Pela beleza, pelas questões que poderá levantar - pois este espaço também é para questionar - e pela temática, deixamo-vos a leitura.
Miudinha era seu nome, a menina
que parecia feita de membrana de vidro, muito fininha.
Era Miudinha fininha como
cristal, sensível como pena d’águia.
Um dia, vi Miudinha chorar,
chorar tanto que soluçava o próprio Universo. Depois reparei melhor, não era
Miudinha que chorava, ela não conhecia tal, era sua alma que chorava e nesse
seu intenso chorar, suas janelas se vertiam em cataratas de mar. Miudinha
sofria pela dor do Mundo, Miudinha sofria pela alegria do Mundo, Miudinha
sofria até pela graça de estar feliz, assim, enfim, intensa, sensível, frágil.
Mas era no espelho que Miudinha
se olhava e nele também se desencontrava, Miudinha se achava pequenina,
miudinha. Ali se desprezava de si mesma, sem ver valor, o mesmo que nunca lhe
fora mostrado em espelho algum encontrado.
Um terço era rezado quando sua
mãe lhe pedia, era o ritual dos tempos e Miudinha cumpria copiando cada sílaba
cantando em verso solto, o terço corrido a seu gosto, mas no balanço do rito,
na melodia da oração, Miudinha fazia em devoção, o seu secreto pedido, era
profunda de seu coração terno e meigo, Miudinha assim chorava.
Segredou-me um dia Miudinha.
- Sabes, eu rezo o terço e peço
sempre a Deus que ajude o diabo, coitadinho, ninguém se lembra dele, coitadinho,
tenho tanta pena dele, segredava-me limpando com as costas da mão, doces gotas
que se vertiam dos cantos das suas janelas. A mesma Miudinha que, coitadinha, sofria o seu chorar porque o espelho sempre de valores a despediu.
Estaquei em plexo pensamento, a
honra caiu-me toda no cabide de meu pequeno corpo, eu não tinha ombros para
tanto peso, tamanho segredo! Foi em união de alma que Miudinha me confessou caí
de joelhos aos pés de tão grande Ser! Como poderia uma Miudinha tão frágil ter
um coração tão grande assim?
Então percebi no aperto do meu
coração que tamanha Grandeza transportada por Miudinha, era desconhecida de
espelhos que poluíam o seu imaginário.

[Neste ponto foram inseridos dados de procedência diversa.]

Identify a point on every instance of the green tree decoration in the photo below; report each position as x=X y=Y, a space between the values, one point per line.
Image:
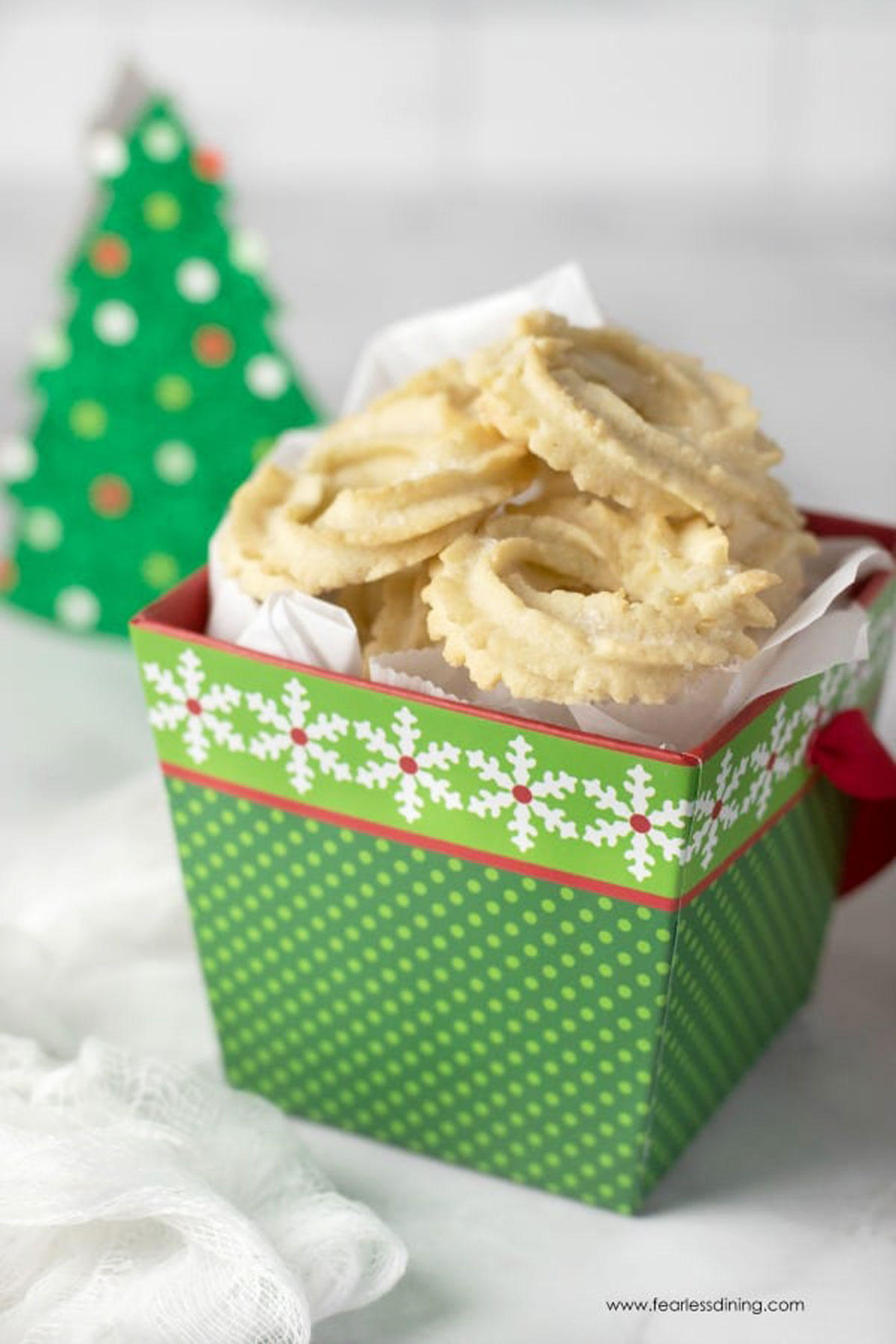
x=159 y=394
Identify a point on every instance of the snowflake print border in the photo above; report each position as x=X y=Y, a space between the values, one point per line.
x=200 y=715
x=523 y=793
x=417 y=773
x=718 y=809
x=633 y=819
x=290 y=730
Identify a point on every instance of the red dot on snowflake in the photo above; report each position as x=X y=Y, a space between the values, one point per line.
x=208 y=164
x=213 y=346
x=111 y=497
x=111 y=255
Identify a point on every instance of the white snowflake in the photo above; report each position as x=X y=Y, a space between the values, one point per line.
x=718 y=808
x=822 y=703
x=521 y=793
x=203 y=715
x=290 y=730
x=635 y=820
x=402 y=761
x=774 y=759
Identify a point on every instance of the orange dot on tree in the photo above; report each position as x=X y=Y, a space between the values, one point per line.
x=208 y=164
x=8 y=574
x=109 y=497
x=213 y=346
x=111 y=255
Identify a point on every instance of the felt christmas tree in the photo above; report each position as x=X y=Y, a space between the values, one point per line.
x=156 y=396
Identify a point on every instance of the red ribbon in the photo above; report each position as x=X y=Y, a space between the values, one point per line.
x=855 y=759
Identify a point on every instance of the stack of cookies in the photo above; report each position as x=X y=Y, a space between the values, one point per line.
x=571 y=512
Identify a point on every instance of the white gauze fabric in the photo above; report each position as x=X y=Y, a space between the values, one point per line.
x=140 y=1202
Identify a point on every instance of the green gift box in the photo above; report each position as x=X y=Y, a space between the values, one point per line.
x=535 y=952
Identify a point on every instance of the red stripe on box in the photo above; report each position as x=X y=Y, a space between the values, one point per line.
x=756 y=835
x=411 y=838
x=457 y=851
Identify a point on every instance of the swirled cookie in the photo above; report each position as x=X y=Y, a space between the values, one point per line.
x=574 y=600
x=649 y=429
x=381 y=492
x=417 y=460
x=269 y=541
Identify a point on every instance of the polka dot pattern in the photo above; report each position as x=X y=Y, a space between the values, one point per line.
x=173 y=393
x=114 y=323
x=161 y=211
x=161 y=141
x=87 y=420
x=18 y=458
x=42 y=529
x=267 y=376
x=107 y=154
x=175 y=463
x=77 y=608
x=198 y=281
x=746 y=957
x=487 y=1018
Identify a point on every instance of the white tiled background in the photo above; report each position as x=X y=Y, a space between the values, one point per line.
x=774 y=94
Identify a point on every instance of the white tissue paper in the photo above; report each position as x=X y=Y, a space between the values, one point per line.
x=825 y=629
x=143 y=1203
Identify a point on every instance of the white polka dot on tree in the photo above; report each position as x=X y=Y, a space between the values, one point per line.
x=114 y=323
x=249 y=252
x=18 y=458
x=267 y=376
x=107 y=154
x=77 y=608
x=52 y=347
x=161 y=141
x=175 y=463
x=198 y=280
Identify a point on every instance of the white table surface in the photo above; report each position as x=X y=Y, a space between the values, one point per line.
x=790 y=1191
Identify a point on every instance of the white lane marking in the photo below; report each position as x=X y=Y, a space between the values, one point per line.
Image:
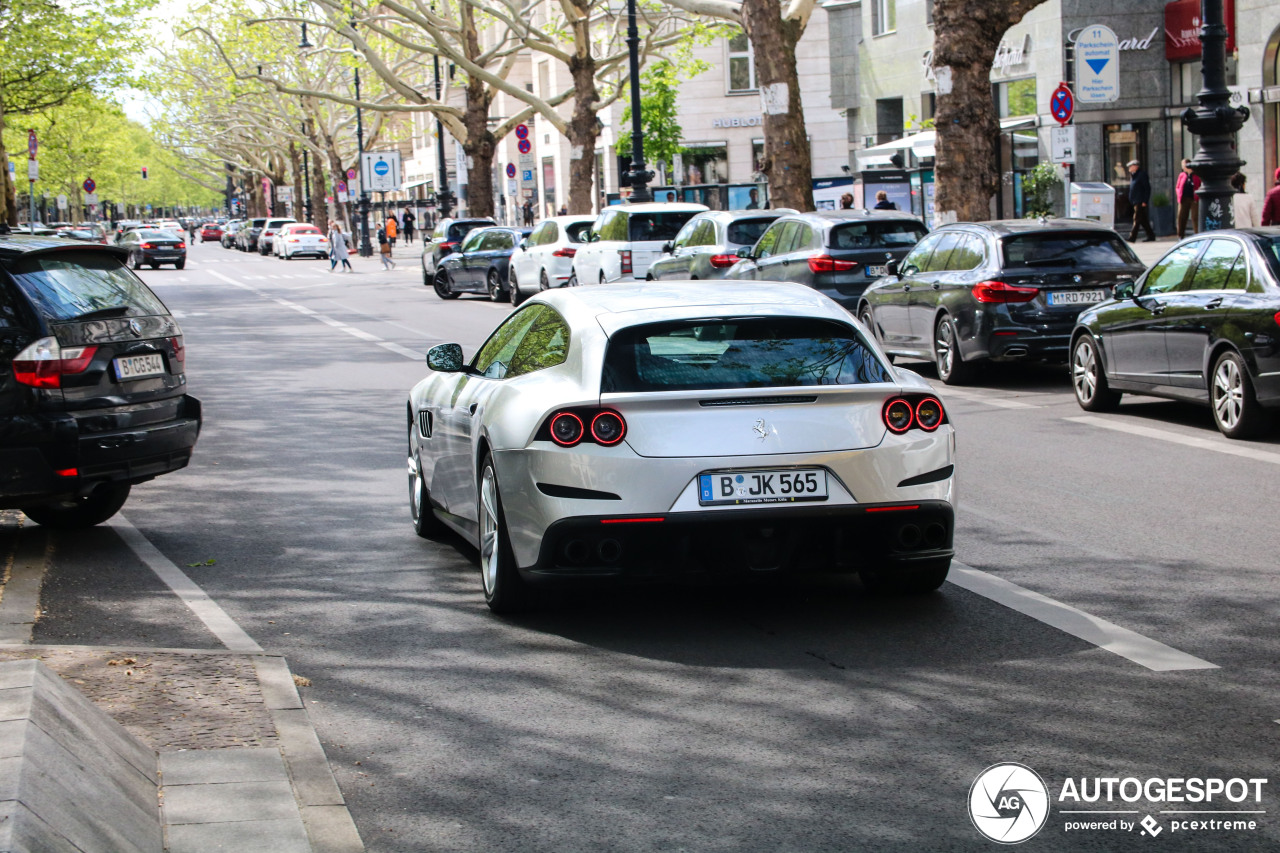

Dentro do seu Ser estava Valor sem
medida porque lá, as balanças não têm braços, o tempo não tem tempo e a palavra
não tem lugar.
Olhei seus pés, eles eram a
palavra da sua alma e, sem conseguir conter emoção, sujei-os com lágrimas do
meu coração.
Bem hajas Miudinha
José Cavalheiro
3 comentários:
Obrigada por este texto cuja linguagem é tão bela.
"Romanticamente" enche-nos o coração de emoção uma Menina, pura e inocente, que reza pelo Diabo. Todavia, como duvido das emoções à flor da pele....
O Diabo é a figura arquetipal do mal, ódio, trevas, etc. Quando se ora por Ele não se estará a rezar pela continuação daquilo que o Diabo representa?
Esta é a primeira questão que se me levanta com este texto.
Depois, dado que este plano é dual, é composto por duas polaridades, sendo o Diabo o representante de Uma delas. Nós, pessoas, viajamos entre uma e outra, na busca da Perfeição.
Assim sendo, será possível e útil orar por uma das polaridades? Poderíamos orar por uma entidade divina de Luz? ou recorreríamos a Ela?
Fica então a pergunta base: não será por orgulho nosso que pretendemos "a transformação" de uma energia criada pela Perfeição? Duvidamos então da Sabedoria divina... ou então cremo-no-nos tão perfeitos e poderosos que pensamos que nunca deveria existir o que foi criado pela Divina Inteligência.....
São só perguntas um tanto ou quanto loucas....
Peço desculpa por um comentário tão longo.
Bem-hajas!
Parabéns,adorei o texto,é de uma beleza ímpar.Poderá ser polémico ou não dependendo da forma como vestimos tudo o que nos foi dado durante a nossa existência.Eu também me esqueci de rezar ao Diabo,coitadinho.É claro que esta "criatura" precisa que se lhe reze,então pedimos só pelos "BONS" e os "MAUS"?Vamos abandona-los ou converte-los?Se os abandonar não estaremos nós a assumir o papel de DIABO também?Todos nós temos um bocadinho de diabinho e não há quem reze por nós?Vamos lá rezar ao "Diabo" para que haja PAZ NO MUNDO!
Gosto da beleza do Texto e entendo a Miudinha... maria josé.